2 novembre, Jour des morts, profitons en pour en parler, puisque ce sujet concerne tout le monde, riche ou pauvre, homme ou femme, beau ou laid. Sauf que la mort, Coco, on en parle peu. C’est sujet quasi secret défense. Dans nos civilisations occidentales s’entend, parce qu’en Afrique, au contraire, comme me disait mon frère après 4 ans de Bénin et de fréquentation de villages reculés « ils s’occupent davantage des morts que des vivants. » Quant au culte des ancêtres en Asie, je ne vous dis pas… Mais en Occident… Il y a quelques années, avec un ami, j’avais proposé à un groupe de presse un projet de trimestriel tournant autour de la mort. Il possédait déjà des magazines pour les bébés, les petits, les écoliers, les lycéens, les adultes, les jeunes retraités, les vieux et les impotents. Ca me semblait logique de compléter leur collection. L’idée m’était venue quand une amie m’avait dit « je dois aller à un enterrement juif, est-ce que tu sais si on y envoie des fleurs ? » Je n’en savais fichtre rien, et je m’aperçus alors qu’on est hyper ignorant de ce qui concerne la mort, les rites, les cultures, la loi … jusqu’à y être soi-même confronté.

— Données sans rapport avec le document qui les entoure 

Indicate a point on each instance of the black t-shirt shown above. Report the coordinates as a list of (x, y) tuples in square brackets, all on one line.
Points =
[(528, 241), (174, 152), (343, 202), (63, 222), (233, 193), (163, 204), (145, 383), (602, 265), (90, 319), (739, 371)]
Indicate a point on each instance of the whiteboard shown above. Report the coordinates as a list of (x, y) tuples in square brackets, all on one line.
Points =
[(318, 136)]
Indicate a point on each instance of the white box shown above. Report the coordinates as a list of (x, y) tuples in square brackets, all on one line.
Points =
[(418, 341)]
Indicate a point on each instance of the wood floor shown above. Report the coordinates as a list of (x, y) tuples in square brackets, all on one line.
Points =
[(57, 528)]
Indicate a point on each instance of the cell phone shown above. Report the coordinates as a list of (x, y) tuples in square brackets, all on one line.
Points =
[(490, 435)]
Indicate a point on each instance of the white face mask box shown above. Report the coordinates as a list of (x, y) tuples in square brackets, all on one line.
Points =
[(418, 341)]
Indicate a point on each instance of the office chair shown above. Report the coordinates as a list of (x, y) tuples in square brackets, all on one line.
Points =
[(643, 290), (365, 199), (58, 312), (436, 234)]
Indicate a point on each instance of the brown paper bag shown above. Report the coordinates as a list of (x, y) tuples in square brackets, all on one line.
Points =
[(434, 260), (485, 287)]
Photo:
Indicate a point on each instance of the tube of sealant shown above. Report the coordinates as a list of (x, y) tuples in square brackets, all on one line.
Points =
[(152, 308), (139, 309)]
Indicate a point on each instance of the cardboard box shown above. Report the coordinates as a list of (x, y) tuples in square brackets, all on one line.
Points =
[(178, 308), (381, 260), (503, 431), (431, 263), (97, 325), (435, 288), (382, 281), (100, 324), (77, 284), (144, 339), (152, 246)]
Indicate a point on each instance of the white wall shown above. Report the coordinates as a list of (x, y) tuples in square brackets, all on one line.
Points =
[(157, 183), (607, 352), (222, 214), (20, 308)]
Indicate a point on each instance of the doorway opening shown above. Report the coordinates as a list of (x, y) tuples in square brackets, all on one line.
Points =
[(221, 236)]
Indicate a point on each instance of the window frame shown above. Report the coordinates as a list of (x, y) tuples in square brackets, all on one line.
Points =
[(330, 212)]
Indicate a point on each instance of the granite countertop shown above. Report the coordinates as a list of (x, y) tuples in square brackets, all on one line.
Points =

J’ai raconté dans « Aimer plusieurs hommes » comment un copain de 16 ans (j’en avais 14 et demi) s’était noyé. Deux heures plus tôt, je riais avec lui. Cette expérience selon laquelle on n’est jamais sûr qu’une personne qu’on aime sera là le lendemain a sûrement été primordiale, fondatrice, dans ma vision de la précarité des choses et des êtres, et, paradoxalement, de l’éternité des sentiments puisque je n’ai jamais oublié ce garçon qui n’était pourtant même pas un amoureux, mais juste un bon camarade: "jamais au grand jamais son trou dans l'eau ne se referma". Il m'avait très tôt confrontée à ce fait mystérieux de la disparition irrémédiable. Je me souviens m’être dit avec une sorte de curiosité: « lui sait ce qu’est la mort », et avoir aussitôt compris que cette expérience universelle puisqu’on y passe tous, est indicible. Entre la vie et la mort, il n’y a que l’arrêt d’un souffle et la phrase rituelle « c’est fini » que prononce le médecin, le pompier ou tout autre témoin présent, sauf les proches qui n’y veulent pas croire et murmurent si souvent « ce n’est pas possible ». Il suffit de mourir - c’est tout simple, même les imbéciles y arrivent - pour être à jamais incapable de communiquer cette expérience. A l’inverse, aucun vivant ne devrait s’autoriser à préjuger de ce qu’est la mort. Il n’en sait rien.
Qu’il s’abstienne de dire « c’est une belle mort » (ça veut dire quoi ?), « il (elle) n’a pas souffert » (qu’est-ce qu’il en sait, le vivant de service ?) « les plus malheureux sont ceux qui restent » (est-ce bien sûr ? Ce sont pourtant ceux qui restent qui iront, après les obsèques, déjeuner ensemble et goûter cette chaleur toute particulière des retrouvailles familiales d’enterrement. Ce sont les vivants qui, quelques mois après, feront des projets de vacances ou vivront de belles amours…) Bizarre aussi cette certitude assénée par les prêtres selon laquelle le défunt a rejoint Dieu et connaît le bonheur de la vie éternelle… sans supposer une seconde que ledit défunt a pu mériter l’enfer ou au moins le purgatoire dont on nous a bassiné toute l’enfance pour nous faire peur au moindre péché véniel. Les morts, disait Brassens, sont tous de braves types, mais cette unanimité est bien agaçante à l’enterrement de certains dictateurs et salauds intégraux qui ont du sang sur les mains, le malheur de milliers de gens sur la conscience et qu’on bénit d’un goupillon oublieux.
Et puis d’ailleurs, qui sait ici-bas ce qui se passe après la mort ? Par mesure d’économie ménagère, je pencherais volontiers pour la réincarnation qui évite qu’une âme ne serve qu’une fois, mais j’avoue n’avoir aucune certitude… Alors quand je mourrai, j’aimerais qu’on évite les lieux communs et que tout simplement on se souvienne des jolis moments de vie partagés.